The small hours of the morning is the only time that is real. Once the world has gone to sleep the thick cloud of influences and unspoken social contracts lifts and one can hear the subtle voice of their own soul. Hence e- likes to be nocturnal if it can help it. After many months of polite begging, e- was finally granted permission to paint a mural at the a gallery e- worked for. At the far end of a dusty 2nd floor hallway. this is bliss. A blank wall is e-s loved one it cuddles up with on a cold night watching netflix and eating ice cream(or whatever normal people do) E- takes off it's shoes and dances with the melancholic wonderland of 4am. Stale smells of weed and cat urine. Lowly humming of the cities sleepless industrial arteries. A solitary car or wondering figure: a fellow nomad in the hour of dreams. At least while it lasted. The galleries administration was all but fine with having an artist work for free on their building, all but one. E- was banned from working on it outside of business hours and cast out onto the street one night. Problematic, as e- was relying on public transit that only operates in daylight hours. So with a bicycle and a very vague idea of the location of the cheapest airbnb in the city, e- set out into the night.
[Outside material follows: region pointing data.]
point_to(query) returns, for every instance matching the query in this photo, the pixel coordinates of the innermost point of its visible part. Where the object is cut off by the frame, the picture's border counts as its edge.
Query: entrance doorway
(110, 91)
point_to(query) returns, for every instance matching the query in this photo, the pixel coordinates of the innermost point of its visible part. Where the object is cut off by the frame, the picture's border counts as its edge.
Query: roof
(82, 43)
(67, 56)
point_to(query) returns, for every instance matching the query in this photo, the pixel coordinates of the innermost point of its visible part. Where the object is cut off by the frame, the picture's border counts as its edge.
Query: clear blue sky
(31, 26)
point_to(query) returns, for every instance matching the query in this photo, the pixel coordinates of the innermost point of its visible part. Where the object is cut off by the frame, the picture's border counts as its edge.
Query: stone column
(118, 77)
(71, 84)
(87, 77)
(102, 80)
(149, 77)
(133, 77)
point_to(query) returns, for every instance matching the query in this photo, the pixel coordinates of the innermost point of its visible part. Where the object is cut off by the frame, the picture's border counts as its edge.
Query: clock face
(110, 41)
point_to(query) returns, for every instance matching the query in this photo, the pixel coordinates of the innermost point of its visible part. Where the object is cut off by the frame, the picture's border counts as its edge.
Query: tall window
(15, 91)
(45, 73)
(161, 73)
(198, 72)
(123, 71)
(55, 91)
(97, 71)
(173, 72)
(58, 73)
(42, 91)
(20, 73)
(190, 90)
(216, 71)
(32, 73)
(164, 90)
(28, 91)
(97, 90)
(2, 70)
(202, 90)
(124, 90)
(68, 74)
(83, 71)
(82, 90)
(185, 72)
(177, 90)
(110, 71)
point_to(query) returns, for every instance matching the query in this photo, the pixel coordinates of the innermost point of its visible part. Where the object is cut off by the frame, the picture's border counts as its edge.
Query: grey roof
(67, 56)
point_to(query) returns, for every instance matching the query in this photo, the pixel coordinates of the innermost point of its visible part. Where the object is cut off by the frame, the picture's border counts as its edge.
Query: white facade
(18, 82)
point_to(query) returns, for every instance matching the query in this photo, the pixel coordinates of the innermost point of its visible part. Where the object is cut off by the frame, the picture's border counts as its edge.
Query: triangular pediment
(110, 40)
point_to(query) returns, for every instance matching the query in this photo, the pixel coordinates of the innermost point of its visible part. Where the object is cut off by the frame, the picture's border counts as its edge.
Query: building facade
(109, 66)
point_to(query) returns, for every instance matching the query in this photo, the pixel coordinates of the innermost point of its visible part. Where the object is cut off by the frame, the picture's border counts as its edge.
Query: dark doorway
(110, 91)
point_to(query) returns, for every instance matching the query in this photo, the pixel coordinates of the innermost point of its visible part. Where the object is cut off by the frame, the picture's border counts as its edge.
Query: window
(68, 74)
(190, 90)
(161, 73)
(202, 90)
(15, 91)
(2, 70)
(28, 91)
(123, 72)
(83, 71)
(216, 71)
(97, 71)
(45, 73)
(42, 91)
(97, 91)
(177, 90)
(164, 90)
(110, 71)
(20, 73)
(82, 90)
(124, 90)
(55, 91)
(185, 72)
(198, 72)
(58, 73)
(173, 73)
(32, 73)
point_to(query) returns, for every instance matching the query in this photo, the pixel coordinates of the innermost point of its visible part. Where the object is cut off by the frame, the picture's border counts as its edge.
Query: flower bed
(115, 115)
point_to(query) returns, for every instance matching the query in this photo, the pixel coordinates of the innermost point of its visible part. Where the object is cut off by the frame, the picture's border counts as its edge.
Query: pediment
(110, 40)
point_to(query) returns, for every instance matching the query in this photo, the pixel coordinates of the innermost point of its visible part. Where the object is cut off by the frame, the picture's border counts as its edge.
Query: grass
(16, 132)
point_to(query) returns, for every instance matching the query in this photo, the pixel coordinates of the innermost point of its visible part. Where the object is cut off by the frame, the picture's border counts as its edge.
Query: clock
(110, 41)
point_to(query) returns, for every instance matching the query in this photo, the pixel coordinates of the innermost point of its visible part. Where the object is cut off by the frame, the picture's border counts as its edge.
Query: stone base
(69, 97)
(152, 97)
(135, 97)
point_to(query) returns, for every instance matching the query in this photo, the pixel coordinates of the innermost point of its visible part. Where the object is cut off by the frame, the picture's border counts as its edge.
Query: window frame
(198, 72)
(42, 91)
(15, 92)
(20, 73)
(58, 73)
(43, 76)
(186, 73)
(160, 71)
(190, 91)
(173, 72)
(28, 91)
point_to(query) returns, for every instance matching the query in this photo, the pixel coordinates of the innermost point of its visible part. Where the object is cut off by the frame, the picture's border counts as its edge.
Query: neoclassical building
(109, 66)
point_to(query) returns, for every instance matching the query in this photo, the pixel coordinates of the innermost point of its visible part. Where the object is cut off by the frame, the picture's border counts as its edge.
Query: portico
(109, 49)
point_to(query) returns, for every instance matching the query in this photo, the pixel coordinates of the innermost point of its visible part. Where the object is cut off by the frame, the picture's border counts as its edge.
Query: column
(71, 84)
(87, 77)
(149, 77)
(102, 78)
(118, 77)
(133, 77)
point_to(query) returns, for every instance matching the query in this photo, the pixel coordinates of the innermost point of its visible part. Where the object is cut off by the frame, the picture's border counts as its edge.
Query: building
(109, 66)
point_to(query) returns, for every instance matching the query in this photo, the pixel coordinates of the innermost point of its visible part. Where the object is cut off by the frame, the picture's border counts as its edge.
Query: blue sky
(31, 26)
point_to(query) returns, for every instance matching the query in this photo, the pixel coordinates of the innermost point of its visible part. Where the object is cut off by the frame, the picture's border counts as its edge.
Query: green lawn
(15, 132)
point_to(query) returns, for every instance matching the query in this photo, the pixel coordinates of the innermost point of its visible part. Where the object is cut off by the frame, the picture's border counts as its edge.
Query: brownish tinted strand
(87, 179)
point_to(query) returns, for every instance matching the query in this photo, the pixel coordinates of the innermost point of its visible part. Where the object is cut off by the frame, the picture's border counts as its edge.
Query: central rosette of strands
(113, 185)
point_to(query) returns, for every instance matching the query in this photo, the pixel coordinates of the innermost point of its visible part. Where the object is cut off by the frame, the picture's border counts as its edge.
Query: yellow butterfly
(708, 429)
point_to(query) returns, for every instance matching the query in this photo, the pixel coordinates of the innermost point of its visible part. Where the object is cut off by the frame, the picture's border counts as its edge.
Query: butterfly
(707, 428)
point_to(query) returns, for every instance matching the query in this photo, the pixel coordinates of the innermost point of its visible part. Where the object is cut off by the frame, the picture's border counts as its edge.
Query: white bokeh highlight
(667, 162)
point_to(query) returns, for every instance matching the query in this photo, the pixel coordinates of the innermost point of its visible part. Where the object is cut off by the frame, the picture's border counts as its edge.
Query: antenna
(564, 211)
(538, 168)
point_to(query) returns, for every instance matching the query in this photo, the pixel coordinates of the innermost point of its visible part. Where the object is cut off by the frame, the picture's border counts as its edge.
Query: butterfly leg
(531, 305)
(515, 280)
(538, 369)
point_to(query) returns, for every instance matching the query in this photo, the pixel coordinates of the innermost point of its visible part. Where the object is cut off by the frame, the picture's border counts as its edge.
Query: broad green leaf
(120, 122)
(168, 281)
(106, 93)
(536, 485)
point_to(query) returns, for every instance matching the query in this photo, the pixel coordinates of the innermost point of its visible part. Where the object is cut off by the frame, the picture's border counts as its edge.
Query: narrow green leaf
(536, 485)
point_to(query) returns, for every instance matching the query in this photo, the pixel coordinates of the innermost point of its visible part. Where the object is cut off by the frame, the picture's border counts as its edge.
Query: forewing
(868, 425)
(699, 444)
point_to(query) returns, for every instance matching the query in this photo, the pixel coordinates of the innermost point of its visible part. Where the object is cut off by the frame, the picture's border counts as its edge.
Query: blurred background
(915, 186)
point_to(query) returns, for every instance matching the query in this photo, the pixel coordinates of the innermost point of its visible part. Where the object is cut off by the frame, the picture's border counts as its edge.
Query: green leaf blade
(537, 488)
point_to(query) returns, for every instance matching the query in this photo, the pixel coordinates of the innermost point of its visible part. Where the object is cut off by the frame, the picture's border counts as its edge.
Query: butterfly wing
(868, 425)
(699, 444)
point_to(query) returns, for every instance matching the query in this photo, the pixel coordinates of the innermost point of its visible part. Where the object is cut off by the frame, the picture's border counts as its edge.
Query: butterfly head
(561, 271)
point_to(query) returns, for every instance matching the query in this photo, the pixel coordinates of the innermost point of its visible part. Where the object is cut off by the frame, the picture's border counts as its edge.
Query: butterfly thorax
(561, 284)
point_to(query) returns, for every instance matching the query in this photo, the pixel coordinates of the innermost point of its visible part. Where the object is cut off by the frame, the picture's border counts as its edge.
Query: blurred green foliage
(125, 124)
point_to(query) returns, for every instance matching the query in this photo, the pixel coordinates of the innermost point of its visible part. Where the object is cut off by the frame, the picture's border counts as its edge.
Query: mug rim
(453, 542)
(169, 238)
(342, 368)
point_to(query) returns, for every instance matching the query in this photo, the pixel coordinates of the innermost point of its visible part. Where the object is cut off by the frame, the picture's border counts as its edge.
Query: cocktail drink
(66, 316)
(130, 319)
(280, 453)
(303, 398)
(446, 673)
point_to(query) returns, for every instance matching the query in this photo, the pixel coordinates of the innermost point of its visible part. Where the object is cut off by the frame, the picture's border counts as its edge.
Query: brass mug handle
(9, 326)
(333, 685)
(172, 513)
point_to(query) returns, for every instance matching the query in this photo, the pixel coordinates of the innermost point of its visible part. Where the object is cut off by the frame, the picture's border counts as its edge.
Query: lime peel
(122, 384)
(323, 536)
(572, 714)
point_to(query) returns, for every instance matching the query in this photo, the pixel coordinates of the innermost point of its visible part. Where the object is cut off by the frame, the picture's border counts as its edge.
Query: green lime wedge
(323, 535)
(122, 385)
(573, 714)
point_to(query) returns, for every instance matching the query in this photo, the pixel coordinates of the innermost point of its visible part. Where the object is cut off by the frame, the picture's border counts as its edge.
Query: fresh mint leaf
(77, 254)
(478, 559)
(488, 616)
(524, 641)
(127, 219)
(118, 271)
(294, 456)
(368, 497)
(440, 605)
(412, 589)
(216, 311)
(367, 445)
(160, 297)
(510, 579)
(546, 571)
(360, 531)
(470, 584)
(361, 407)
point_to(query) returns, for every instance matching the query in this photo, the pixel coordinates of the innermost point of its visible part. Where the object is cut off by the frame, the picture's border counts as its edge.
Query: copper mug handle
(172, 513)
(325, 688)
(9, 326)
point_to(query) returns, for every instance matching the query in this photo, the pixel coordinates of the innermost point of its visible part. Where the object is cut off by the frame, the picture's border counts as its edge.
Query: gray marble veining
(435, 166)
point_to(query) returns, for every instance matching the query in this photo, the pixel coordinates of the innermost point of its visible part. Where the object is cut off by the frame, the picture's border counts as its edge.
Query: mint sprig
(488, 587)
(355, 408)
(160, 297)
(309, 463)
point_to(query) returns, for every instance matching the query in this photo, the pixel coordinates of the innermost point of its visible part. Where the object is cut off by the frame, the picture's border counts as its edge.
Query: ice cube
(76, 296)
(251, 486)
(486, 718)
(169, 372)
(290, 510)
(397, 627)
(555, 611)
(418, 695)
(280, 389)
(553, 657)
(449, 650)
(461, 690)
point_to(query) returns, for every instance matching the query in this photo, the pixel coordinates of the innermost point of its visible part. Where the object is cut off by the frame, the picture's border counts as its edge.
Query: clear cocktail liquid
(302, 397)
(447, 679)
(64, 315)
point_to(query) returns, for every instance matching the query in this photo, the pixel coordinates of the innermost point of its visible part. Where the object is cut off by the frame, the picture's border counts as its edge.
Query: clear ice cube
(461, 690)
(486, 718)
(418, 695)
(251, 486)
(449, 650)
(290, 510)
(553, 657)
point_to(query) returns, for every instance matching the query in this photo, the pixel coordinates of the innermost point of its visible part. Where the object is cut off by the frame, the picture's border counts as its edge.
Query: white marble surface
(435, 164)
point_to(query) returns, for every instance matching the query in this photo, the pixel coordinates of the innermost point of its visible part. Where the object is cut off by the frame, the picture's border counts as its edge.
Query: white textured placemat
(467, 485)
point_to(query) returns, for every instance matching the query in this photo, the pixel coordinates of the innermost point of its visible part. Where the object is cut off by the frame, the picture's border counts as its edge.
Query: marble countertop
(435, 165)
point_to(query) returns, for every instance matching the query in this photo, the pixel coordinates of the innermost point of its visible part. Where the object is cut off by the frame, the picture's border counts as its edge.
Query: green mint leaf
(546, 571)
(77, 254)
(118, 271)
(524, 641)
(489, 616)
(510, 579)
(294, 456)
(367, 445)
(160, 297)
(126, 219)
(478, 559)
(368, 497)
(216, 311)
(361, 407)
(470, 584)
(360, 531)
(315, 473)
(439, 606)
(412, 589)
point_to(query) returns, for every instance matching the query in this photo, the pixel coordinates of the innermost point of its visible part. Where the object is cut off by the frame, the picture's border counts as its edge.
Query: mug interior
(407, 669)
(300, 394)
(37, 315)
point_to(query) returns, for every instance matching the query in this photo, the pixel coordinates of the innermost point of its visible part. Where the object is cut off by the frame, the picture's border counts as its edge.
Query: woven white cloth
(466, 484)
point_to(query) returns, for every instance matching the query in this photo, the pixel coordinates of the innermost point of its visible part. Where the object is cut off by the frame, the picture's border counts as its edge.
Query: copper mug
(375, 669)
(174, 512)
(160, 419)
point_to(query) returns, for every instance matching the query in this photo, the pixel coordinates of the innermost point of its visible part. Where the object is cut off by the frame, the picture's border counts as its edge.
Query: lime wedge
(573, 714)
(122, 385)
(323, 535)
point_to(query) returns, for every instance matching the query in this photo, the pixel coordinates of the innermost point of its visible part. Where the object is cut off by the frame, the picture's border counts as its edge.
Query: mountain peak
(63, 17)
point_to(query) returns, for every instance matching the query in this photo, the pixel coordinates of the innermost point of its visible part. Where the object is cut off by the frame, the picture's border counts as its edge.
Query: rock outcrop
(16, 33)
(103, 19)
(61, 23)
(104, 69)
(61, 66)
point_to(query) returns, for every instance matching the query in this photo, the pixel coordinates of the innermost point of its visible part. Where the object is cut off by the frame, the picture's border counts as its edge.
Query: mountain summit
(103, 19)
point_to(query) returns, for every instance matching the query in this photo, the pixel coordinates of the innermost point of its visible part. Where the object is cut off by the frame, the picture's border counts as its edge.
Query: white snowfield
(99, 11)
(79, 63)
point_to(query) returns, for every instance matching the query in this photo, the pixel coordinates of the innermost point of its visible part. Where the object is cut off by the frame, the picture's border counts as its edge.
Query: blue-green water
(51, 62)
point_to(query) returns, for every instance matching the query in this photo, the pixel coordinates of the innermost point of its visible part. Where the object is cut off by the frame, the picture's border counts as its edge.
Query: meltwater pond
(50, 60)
Apparently there are people who drive 100s of miles to go mountain biking for the thrill and excitement. The only rational reason as to why, is that urban america is too much of a challenge. An endless obstacle course of broken glass, homeless encampments, scant bike lains crumbling into trash filled ravines, overgrown foliage, open manholes, derelict construction equipment, never a dull moment. E- crashed in the little military bunk bed of the house-turned-hostel after a night of picturing itself on a thrilling mad max adventure navigating a post apocalyptic hellscape. The mural was finished, begrudgingly during the day, and the evening light rail marginally lessened the harrowism of the return trip.
The final night the station was dark and cold. A dozen human silhouettes huddled in the shadows as if afraid of the lights, e- doesn’t know why, but it does the same. One began a slow sort of moon dance. As if reenacting a super slow motion action scene.
“Quit Playin. Yo! Quit Playin! I told you you doin to much of that shit!”
The man backed into a poll and crumpled to the ground. He was overdosing on fentanyl. Fentanyl is a daily companion on the streets of Denver. It’s Iconic peanutbutter-gasoline aroma is more familiar than deodorant; and strangers ask for blues or pills more often than directions. There was a moment, maybe 30 seconds, maybe more, when e- stood still thinking ‘there’s a dozen people closer than me, if I call 911 it’ll just be redundant.’ Only when it became apparent that no one was going to do anything did e- finally call. One stranger shot him with niacin, then walked away when nothing happened. All but two dissipated from the scene, including those who appeared to know him. When the paramedics put him in the back of the ambulance, it sat in the parking lot with lights flashing for 20 minutes before turning them off and driving away in deathly silence. For a very long while, e- couldn’t think of anything but those 30 seconds.